Designing Nanomaterials to Help Fight Disease
Scientists have developed a new nanomaterial structure with the potential to someday perform drug delivery or help fight cancer.
How tiny are nanomaterials? Well, they’re designed on the scale of the nanometer, roughly the length that a fingernail grows in one second.
In medicine, these minuscule materials have some advantages over what we think of as “normal” drugs. For instance, researchers can design nanomaterials to respond in specific ways to certain actors in the body, which can help target diseased cells.

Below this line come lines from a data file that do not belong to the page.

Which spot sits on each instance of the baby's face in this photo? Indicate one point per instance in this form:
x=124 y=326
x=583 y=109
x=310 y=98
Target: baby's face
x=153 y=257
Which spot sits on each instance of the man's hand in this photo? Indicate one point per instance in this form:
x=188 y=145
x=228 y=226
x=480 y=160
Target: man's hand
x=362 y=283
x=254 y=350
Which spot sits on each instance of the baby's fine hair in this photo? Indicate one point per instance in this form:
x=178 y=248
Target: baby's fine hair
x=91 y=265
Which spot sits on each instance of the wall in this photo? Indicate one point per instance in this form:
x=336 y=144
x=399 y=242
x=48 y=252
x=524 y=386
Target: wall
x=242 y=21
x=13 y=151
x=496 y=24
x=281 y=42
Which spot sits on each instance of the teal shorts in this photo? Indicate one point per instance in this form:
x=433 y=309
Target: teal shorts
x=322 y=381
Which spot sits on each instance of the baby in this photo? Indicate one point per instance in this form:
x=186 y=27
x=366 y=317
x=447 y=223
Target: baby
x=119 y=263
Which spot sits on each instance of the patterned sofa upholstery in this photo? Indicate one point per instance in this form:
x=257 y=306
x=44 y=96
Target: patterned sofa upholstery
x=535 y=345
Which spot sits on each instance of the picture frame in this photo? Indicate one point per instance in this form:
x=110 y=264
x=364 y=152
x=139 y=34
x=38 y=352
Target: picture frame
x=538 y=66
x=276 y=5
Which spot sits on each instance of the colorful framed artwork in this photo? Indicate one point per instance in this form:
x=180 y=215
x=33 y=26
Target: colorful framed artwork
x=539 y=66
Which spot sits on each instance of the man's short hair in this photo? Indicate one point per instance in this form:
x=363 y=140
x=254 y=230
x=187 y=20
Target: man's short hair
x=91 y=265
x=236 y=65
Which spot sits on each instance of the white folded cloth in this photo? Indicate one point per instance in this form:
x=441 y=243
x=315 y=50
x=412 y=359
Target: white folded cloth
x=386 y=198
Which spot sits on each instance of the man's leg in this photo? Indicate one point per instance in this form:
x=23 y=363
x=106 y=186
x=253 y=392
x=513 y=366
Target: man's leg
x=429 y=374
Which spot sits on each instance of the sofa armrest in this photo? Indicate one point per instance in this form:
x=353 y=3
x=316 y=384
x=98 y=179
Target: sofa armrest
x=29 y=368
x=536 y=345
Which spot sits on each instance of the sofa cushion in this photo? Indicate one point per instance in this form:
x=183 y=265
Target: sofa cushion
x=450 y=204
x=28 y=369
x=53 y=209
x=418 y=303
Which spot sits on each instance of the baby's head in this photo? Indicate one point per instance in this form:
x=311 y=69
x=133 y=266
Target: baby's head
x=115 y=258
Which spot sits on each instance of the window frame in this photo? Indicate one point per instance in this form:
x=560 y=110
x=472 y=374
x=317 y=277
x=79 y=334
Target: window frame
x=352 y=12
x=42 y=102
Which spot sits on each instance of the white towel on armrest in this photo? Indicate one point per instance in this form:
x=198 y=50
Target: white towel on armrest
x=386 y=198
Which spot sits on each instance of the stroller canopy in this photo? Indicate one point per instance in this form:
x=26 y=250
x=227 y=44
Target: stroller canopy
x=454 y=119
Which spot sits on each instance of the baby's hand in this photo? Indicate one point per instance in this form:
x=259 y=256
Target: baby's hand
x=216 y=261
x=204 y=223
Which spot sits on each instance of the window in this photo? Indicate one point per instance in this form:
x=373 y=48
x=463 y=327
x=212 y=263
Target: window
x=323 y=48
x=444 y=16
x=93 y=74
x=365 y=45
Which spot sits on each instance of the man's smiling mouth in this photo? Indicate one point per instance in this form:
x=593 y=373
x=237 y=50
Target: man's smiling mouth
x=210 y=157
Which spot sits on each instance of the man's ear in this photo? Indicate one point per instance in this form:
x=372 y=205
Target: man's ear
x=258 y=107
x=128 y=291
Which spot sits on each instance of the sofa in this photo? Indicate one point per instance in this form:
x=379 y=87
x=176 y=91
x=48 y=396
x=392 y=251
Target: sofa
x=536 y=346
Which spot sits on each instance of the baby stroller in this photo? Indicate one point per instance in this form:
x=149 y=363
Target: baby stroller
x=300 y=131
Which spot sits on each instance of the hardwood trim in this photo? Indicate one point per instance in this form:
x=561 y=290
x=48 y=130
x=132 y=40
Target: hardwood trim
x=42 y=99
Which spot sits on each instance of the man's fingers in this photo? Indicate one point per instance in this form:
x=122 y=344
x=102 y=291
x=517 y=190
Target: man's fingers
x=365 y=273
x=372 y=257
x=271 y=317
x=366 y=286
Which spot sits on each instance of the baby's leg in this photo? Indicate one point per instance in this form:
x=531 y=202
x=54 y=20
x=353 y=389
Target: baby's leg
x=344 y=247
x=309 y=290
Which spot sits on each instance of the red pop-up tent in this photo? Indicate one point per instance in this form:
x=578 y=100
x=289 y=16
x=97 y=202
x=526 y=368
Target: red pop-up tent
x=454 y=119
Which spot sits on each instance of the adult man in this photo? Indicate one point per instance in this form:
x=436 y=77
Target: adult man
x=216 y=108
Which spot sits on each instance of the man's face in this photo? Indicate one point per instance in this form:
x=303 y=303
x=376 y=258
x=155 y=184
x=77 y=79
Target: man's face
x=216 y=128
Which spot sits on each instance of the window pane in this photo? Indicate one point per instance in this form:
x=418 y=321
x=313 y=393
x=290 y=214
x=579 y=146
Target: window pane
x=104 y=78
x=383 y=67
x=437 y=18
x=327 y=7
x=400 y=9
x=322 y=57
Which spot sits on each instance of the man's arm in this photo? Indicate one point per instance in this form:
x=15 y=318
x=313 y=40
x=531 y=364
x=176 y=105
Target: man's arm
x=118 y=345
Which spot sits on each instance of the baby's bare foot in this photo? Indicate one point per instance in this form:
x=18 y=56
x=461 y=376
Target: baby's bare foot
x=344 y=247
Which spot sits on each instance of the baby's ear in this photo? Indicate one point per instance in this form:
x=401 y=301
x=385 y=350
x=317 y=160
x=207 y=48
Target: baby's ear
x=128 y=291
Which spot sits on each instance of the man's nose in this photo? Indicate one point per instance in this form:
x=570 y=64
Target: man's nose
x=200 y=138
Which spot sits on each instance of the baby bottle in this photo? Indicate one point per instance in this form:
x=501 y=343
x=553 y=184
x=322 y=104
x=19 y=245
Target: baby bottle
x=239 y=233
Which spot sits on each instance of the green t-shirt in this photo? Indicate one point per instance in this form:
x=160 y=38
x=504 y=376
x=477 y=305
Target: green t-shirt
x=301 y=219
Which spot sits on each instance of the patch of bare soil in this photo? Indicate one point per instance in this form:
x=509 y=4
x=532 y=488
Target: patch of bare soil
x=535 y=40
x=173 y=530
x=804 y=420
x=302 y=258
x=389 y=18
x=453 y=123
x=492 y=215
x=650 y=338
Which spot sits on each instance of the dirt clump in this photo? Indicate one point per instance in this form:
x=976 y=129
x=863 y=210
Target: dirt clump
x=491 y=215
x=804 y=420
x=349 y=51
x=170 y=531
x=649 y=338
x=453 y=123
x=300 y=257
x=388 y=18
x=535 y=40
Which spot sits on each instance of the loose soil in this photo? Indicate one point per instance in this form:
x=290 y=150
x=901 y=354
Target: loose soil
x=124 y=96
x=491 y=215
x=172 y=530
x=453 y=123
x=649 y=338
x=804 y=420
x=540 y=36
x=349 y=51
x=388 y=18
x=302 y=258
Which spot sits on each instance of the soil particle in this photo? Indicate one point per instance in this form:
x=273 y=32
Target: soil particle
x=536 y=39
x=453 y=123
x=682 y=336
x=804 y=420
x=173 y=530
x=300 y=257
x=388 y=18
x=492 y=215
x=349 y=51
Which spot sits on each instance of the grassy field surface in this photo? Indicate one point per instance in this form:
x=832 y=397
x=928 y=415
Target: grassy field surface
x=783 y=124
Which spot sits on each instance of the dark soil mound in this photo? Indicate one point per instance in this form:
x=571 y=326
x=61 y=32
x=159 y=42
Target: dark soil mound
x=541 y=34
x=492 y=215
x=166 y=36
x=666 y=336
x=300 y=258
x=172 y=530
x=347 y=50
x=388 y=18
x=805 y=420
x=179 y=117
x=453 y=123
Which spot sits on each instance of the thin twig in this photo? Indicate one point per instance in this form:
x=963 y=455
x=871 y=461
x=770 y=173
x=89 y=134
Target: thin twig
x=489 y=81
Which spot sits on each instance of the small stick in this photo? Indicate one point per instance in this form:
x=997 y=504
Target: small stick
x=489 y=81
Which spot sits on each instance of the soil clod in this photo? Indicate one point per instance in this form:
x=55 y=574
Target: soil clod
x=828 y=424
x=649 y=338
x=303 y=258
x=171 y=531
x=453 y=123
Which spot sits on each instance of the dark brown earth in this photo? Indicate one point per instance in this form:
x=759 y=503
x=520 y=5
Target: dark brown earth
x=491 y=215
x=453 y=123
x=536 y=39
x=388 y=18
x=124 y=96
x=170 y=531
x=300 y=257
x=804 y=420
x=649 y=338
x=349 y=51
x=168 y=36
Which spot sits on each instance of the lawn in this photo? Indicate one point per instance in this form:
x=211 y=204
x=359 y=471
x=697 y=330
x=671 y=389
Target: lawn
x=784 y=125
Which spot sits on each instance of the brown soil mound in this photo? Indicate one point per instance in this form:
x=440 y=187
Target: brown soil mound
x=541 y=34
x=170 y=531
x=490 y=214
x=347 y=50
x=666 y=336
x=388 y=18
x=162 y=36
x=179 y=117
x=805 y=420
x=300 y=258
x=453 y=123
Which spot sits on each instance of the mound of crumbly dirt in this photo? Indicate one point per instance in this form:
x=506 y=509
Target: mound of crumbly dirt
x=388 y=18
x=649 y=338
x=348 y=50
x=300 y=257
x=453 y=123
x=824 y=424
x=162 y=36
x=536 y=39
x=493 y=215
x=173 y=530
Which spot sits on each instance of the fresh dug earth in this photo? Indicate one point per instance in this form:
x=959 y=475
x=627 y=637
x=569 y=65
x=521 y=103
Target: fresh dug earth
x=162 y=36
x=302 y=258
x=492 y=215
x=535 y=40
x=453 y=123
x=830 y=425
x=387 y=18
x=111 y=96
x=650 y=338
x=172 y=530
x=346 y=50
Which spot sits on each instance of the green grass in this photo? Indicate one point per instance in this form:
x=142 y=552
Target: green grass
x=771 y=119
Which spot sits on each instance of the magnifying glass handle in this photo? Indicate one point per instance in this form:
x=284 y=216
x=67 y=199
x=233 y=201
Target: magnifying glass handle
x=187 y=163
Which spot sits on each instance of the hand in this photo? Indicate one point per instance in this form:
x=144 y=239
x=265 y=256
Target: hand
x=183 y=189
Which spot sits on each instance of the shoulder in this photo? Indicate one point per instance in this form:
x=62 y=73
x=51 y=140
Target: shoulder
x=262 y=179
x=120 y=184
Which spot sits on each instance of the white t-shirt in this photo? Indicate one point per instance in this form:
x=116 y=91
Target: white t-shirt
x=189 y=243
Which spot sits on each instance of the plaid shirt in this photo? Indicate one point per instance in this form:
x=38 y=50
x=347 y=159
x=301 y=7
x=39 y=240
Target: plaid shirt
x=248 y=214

Now, a group of scientists led by researchers at the Advanced Science Research Center at The Graduate Center, CUNY, have developed a nanomaterial structure that interacts with a disease-associated enzyme called matrix metalloproteinase-9, or MMP-9. The material is non-toxic and modifiable, with the potential to someday perform drug delivery or help fight cancer.
The MMP-9 enzyme occurs naturally in our bodies and is important for everyday functioning of cells. However, an abundance of MMP-9 in the body is associated with cancer metastasis, cardiovascular disease, and arthritis. This makes the enzyme a natural marker for these diseases.
The newly developed nanomaterial is made of chains of amino acids, known as peptides. When it meets MMP-9 in the body, it biodegrades, which could someday provide a method of releasing drugs in diseased areas. Alternatively, by changing out a few amino acids the researchers can modify the material to instead form nanofibers upon interacting with the enzyme. Scientists have found these fibers to be toxic to cancer cells.
“This work is a critical step toward creating new smart-drug delivery vehicles and diagnostic methods with precisely tunable properties that could change the face of disease treatment and management,” said ASRC Nanoscience Initiative Director Rein Ulijn, corresponding author on the study, which was published in ACS Publications: ACS Nano. Postdoctoral research associate Mohit Kumar, research assistant Mike Cornejo, Ph.D. student Jiye Son, Professor Maria Contel of Brooklyn College, postdoctoral research assistant Daniela Kalafatovic, and Barney Yoo, director of Hunter Mass Spectrometry, were also authors on the paper.
Though the researchers created a nanomaterial that interacts with MMP-9, Ulijn said, the ideas and methods used could help in designing nanostructures that respond to other stimuli in the body.